6.3 The church of Jesus Christ–a mystery
Everything that church is and will ever be is founded upon the word, work, and nature of Jesus. Jesus Christ is true God and true Man, and thus exhibits two natures (see 3.4.3). This mystery remains unfathomable. Likewise, the nature of the church of Christ is unfathomable: it is also a mystery, it also has a dual nature, and it can likewise only be grasped in faith.
Through Jesus Christ, the Mediator between God and mankind, human beings can obtain salvation. These glad tidings are to be preached and passed on by Apostles (1 Timothy 2: 5-7). In the words of the sermon, the word of Christ is brought to expression in various ways through the activity of the Holy Spirit. It is by hearing this word that faith comes into being (Romans 10: 16-17).

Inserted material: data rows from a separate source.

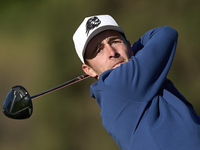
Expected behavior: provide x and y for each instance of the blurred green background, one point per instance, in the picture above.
(37, 52)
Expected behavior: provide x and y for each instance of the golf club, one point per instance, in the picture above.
(18, 103)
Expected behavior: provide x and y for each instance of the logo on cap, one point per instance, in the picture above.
(92, 23)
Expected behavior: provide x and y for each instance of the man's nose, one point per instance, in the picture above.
(111, 51)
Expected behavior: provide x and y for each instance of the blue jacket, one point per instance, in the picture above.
(140, 108)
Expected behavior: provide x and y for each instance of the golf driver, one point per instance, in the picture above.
(18, 103)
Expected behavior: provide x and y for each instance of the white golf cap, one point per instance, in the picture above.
(90, 27)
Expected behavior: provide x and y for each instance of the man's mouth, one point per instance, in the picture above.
(117, 64)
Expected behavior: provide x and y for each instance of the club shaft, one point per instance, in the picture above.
(75, 80)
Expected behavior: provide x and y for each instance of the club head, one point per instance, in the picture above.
(18, 104)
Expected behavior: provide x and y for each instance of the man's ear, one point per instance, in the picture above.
(89, 71)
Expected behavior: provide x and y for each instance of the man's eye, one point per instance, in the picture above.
(116, 41)
(99, 50)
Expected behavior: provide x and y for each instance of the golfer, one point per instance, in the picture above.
(140, 108)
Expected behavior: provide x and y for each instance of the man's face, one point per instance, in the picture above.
(107, 50)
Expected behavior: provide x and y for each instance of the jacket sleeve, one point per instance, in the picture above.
(141, 77)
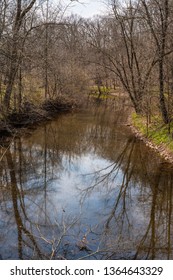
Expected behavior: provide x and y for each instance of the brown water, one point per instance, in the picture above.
(82, 187)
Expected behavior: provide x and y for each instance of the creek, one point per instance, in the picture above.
(83, 187)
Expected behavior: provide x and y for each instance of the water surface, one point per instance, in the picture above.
(82, 187)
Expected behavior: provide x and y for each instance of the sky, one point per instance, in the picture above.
(86, 8)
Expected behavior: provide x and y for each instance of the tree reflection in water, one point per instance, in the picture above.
(82, 187)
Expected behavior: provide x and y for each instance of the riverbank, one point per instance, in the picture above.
(31, 115)
(160, 141)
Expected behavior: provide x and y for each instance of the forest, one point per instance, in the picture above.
(47, 56)
(76, 181)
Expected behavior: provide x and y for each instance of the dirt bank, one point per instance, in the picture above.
(165, 154)
(31, 115)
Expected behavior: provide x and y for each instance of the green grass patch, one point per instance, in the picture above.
(157, 131)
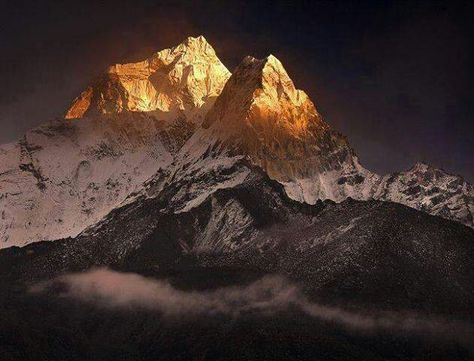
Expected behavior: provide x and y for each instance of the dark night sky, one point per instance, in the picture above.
(395, 77)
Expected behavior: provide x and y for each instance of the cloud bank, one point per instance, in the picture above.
(266, 296)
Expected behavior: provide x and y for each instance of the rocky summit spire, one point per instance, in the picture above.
(276, 125)
(263, 97)
(182, 78)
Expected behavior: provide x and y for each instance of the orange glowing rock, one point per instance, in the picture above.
(181, 78)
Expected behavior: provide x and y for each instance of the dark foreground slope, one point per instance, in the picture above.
(364, 253)
(355, 280)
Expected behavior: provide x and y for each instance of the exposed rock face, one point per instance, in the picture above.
(64, 176)
(159, 122)
(432, 190)
(261, 115)
(182, 79)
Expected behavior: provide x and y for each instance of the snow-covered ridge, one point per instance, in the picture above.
(181, 121)
(181, 78)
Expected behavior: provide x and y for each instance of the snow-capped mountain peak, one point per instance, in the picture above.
(177, 79)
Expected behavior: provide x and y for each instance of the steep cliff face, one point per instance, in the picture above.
(432, 190)
(262, 116)
(64, 176)
(178, 120)
(181, 79)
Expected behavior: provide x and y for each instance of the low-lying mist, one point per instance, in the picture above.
(269, 295)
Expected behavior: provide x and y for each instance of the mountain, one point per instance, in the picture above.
(180, 212)
(181, 79)
(432, 190)
(181, 116)
(67, 174)
(344, 253)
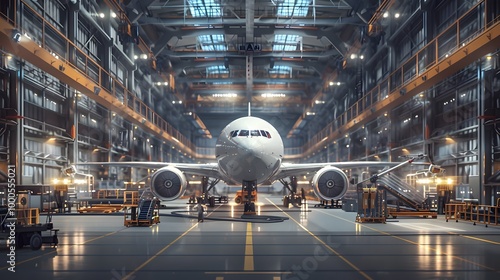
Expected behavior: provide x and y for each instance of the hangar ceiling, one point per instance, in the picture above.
(280, 55)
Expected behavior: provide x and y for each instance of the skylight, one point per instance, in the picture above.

In this capacity, the church shares in Christ's ministry of mediation through the proclamation of the gospel.
In its nature, the church of Christ reflects the dual nature of Jesus Christ. His divine nature is concealed or invisible, whereas His human nature is visible or manifest. In His human nature, Jesus aged just as every other human being. He felt pain and fear, and He knew hunger and thirst. Hence He shared in the fate of all humanity, albeit without being subject to sin.

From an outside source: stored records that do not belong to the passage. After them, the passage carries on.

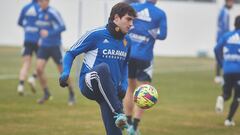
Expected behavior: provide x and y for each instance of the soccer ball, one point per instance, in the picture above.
(145, 96)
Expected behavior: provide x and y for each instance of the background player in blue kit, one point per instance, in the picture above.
(27, 20)
(150, 20)
(227, 53)
(104, 71)
(51, 25)
(223, 26)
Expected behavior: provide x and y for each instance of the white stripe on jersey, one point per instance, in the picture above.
(79, 42)
(90, 57)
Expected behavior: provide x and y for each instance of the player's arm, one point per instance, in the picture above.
(163, 27)
(218, 50)
(84, 44)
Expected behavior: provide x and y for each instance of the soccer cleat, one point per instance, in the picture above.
(219, 104)
(45, 98)
(20, 90)
(229, 123)
(121, 121)
(131, 131)
(32, 83)
(71, 100)
(219, 80)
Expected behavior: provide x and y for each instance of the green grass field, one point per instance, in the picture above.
(185, 107)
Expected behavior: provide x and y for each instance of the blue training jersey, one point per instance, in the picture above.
(27, 20)
(227, 52)
(150, 24)
(51, 20)
(223, 22)
(100, 46)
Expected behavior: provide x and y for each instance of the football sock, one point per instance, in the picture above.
(21, 82)
(135, 123)
(233, 109)
(129, 119)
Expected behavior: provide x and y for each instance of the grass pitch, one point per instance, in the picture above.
(186, 103)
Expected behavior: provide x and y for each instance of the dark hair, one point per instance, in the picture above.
(122, 9)
(237, 22)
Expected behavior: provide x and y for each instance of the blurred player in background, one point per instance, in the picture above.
(227, 53)
(27, 20)
(51, 26)
(150, 20)
(131, 1)
(223, 27)
(104, 71)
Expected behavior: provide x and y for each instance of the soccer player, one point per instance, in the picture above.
(150, 20)
(27, 20)
(104, 71)
(51, 26)
(223, 27)
(228, 57)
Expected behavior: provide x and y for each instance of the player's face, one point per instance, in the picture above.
(43, 3)
(124, 23)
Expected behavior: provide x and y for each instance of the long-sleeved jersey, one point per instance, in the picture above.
(51, 20)
(223, 22)
(27, 20)
(227, 52)
(100, 46)
(150, 24)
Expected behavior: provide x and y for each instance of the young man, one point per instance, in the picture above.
(27, 20)
(104, 71)
(223, 27)
(227, 53)
(146, 26)
(51, 26)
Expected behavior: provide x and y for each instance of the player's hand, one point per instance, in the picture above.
(63, 80)
(43, 33)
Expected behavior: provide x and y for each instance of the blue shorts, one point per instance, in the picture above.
(55, 52)
(140, 70)
(29, 48)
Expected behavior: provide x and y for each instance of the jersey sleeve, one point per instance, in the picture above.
(163, 27)
(218, 50)
(84, 44)
(58, 24)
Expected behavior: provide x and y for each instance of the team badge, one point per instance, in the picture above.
(124, 42)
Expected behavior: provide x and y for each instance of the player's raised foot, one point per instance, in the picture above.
(131, 131)
(219, 104)
(20, 90)
(121, 121)
(32, 83)
(71, 100)
(229, 123)
(45, 98)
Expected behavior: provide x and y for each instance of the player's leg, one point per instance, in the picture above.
(23, 73)
(128, 100)
(218, 78)
(132, 84)
(57, 57)
(144, 76)
(235, 102)
(33, 77)
(226, 93)
(99, 81)
(43, 56)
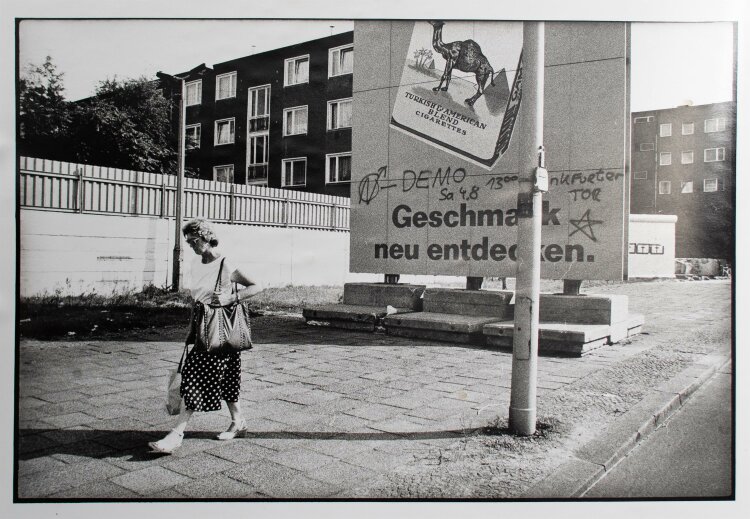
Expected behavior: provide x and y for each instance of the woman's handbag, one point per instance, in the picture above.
(174, 399)
(223, 328)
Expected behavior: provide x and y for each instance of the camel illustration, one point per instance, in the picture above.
(466, 56)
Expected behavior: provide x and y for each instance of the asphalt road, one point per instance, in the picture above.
(689, 456)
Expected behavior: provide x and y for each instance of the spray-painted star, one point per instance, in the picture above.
(585, 225)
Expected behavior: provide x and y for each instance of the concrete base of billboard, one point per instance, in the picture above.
(366, 304)
(582, 308)
(441, 327)
(568, 338)
(453, 315)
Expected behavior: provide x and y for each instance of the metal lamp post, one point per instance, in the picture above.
(177, 252)
(532, 182)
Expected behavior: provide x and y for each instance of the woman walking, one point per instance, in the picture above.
(208, 378)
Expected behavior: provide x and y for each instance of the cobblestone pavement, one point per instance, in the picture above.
(339, 414)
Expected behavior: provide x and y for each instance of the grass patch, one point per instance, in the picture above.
(150, 314)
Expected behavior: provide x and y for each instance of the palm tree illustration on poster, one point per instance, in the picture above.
(460, 87)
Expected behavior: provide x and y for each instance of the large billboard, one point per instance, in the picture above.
(436, 156)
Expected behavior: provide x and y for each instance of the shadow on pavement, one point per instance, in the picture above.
(98, 444)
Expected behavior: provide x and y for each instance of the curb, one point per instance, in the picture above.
(591, 462)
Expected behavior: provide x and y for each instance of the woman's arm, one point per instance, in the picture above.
(250, 289)
(190, 339)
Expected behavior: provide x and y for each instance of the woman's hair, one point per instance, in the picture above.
(202, 228)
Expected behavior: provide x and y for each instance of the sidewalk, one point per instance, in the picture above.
(347, 415)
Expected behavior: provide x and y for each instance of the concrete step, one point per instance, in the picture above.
(438, 326)
(488, 303)
(583, 308)
(568, 338)
(350, 317)
(382, 295)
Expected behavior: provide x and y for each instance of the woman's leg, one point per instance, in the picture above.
(183, 419)
(238, 427)
(173, 439)
(235, 411)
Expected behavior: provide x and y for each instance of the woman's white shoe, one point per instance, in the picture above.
(235, 429)
(168, 444)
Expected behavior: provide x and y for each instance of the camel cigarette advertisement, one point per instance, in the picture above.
(422, 202)
(460, 87)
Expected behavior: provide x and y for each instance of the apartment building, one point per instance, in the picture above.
(683, 163)
(280, 118)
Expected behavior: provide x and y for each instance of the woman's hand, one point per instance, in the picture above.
(225, 299)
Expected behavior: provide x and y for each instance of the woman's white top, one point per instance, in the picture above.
(203, 278)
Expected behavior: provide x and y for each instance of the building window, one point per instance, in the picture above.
(224, 132)
(296, 70)
(293, 172)
(340, 114)
(258, 102)
(713, 155)
(295, 121)
(338, 167)
(258, 110)
(718, 124)
(341, 61)
(257, 159)
(193, 93)
(192, 136)
(224, 173)
(226, 85)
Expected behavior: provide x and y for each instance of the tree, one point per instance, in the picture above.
(127, 124)
(43, 114)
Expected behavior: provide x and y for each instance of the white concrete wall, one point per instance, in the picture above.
(81, 253)
(651, 248)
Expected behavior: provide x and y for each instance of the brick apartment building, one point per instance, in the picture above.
(280, 118)
(683, 163)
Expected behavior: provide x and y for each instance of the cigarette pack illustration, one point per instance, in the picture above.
(455, 91)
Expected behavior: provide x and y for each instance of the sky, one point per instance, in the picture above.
(672, 63)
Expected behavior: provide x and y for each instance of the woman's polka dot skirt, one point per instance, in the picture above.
(209, 378)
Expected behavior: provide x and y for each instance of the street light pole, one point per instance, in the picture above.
(177, 253)
(532, 182)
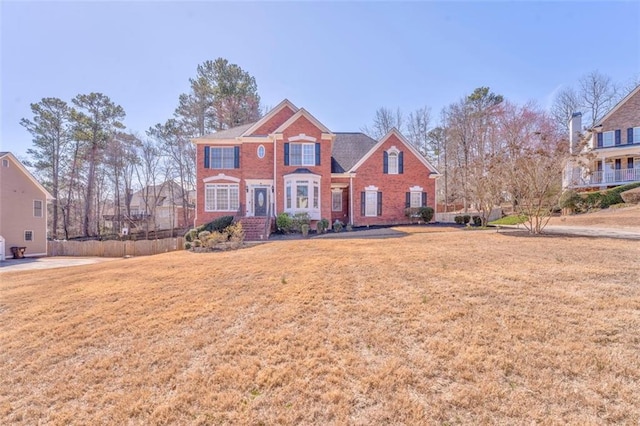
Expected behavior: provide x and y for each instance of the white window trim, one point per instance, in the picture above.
(313, 183)
(214, 187)
(612, 133)
(233, 157)
(41, 208)
(334, 193)
(367, 191)
(302, 159)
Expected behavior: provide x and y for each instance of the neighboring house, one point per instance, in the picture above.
(611, 156)
(290, 162)
(23, 208)
(155, 207)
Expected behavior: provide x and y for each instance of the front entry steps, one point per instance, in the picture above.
(256, 228)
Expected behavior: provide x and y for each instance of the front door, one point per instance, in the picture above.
(260, 202)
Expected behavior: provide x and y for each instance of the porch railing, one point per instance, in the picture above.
(607, 177)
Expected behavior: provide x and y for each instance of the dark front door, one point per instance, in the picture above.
(260, 202)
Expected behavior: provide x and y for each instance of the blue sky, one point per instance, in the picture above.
(339, 60)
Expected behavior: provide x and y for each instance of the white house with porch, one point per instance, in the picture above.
(608, 154)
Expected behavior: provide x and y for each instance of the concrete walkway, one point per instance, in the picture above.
(33, 263)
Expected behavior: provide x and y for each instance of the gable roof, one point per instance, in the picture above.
(347, 149)
(231, 133)
(255, 126)
(618, 105)
(302, 113)
(24, 170)
(408, 145)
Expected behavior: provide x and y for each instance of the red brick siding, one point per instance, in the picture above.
(203, 217)
(276, 121)
(628, 115)
(393, 187)
(303, 125)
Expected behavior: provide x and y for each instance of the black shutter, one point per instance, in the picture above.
(286, 154)
(207, 157)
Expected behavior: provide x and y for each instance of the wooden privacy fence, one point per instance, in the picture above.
(115, 248)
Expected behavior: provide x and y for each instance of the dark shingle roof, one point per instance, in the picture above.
(348, 149)
(231, 133)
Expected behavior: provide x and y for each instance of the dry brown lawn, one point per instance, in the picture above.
(625, 217)
(432, 328)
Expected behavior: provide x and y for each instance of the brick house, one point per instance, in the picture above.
(288, 161)
(611, 156)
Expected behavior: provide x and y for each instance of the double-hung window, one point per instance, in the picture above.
(302, 195)
(608, 139)
(371, 203)
(302, 154)
(221, 197)
(37, 208)
(336, 201)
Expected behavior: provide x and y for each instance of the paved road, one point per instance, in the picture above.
(31, 263)
(588, 231)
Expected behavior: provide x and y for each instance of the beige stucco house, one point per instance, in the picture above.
(23, 209)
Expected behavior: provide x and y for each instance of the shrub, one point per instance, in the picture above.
(235, 233)
(299, 219)
(217, 225)
(426, 213)
(191, 235)
(284, 222)
(322, 225)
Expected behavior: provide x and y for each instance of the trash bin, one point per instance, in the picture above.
(18, 252)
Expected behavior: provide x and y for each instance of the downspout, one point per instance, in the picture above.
(351, 199)
(275, 186)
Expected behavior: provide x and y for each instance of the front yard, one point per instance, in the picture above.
(430, 328)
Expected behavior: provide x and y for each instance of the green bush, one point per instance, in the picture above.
(426, 213)
(299, 219)
(217, 225)
(322, 225)
(284, 222)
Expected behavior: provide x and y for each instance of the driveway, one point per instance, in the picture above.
(33, 263)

Likewise, the church of Christ has a concealed–or invisible–and a visible–or manifest–side. These two sides of the church of Christ can no more be separated than the two natures of Jesus Christ. Although they are different from one another, they belong together indivisibly.

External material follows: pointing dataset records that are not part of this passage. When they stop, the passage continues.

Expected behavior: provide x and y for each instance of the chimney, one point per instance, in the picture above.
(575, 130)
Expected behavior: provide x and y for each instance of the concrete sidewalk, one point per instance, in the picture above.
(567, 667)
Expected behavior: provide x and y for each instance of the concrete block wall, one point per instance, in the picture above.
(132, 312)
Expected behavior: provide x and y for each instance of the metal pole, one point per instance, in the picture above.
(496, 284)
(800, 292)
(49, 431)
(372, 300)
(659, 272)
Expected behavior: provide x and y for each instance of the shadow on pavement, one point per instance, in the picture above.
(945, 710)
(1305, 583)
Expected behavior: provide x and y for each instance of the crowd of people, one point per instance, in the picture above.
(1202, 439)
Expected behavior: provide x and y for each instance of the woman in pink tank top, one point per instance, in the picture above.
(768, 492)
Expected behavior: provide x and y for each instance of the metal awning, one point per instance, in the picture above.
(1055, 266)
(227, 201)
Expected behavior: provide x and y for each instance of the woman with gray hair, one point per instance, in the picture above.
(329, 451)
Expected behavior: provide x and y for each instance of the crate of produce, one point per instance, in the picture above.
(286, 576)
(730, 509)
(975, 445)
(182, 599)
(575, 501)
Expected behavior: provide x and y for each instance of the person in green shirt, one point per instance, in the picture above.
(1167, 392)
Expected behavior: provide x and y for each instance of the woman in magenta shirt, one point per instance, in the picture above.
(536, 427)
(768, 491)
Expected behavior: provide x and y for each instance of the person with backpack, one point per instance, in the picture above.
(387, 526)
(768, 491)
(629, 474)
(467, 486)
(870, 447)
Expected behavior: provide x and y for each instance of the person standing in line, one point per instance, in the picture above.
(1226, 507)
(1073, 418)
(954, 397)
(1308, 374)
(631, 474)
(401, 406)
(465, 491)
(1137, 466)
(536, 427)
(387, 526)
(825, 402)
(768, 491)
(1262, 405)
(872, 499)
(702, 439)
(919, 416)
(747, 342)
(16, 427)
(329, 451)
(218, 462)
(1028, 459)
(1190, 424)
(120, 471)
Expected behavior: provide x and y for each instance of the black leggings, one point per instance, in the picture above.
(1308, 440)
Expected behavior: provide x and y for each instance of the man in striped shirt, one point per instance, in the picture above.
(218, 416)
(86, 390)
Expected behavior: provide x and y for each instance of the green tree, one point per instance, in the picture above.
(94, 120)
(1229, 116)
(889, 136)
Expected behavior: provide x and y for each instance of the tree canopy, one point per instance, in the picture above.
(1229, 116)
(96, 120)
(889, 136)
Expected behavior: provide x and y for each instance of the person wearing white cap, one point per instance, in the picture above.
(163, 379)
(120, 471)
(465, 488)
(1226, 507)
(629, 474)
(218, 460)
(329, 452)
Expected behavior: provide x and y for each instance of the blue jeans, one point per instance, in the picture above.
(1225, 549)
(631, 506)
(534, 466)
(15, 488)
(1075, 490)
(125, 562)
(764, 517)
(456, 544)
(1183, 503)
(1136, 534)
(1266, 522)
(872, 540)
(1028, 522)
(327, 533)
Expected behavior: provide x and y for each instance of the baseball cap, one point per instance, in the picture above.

Like the divine nature of Jesus Christ, the concealed side of the church is ultimately indescribable. Its presence, however, can be perceived in the salvific effects of the sacraments and in the word of God. In the concealed side of the church–which is comprised of those who are properly baptised, who genuinely believe, and who profess the Lord–the four identifying features of church (unity, holiness, universality, and apostolicity) are present in perfect fashion. This side of the church is addressed in the Third Article of the New Apostolic Creed.
The revealed side of the church of Christ, like the Man Jesus, shares in the general history of mankind. In contrast to Him, however, the human beings at work within the church are subject to sin. Hence the errors, aberrations, and lapses inherent in mankind are also to be found in the church. However, the deficiencies of the visible church can neither damage nor destroy the invisible and perfect church, namely the church to which the true believers and elect (see 4.5) belong.
This interconnection and simultaneous distinction between the visible and invisible church can only be grasped in faith. The visible form of the church–the church of Christ in its historical manifestation–is not the object of faith. Rather it is the institution in which, at present, salvation and the nearness of God can be experienced.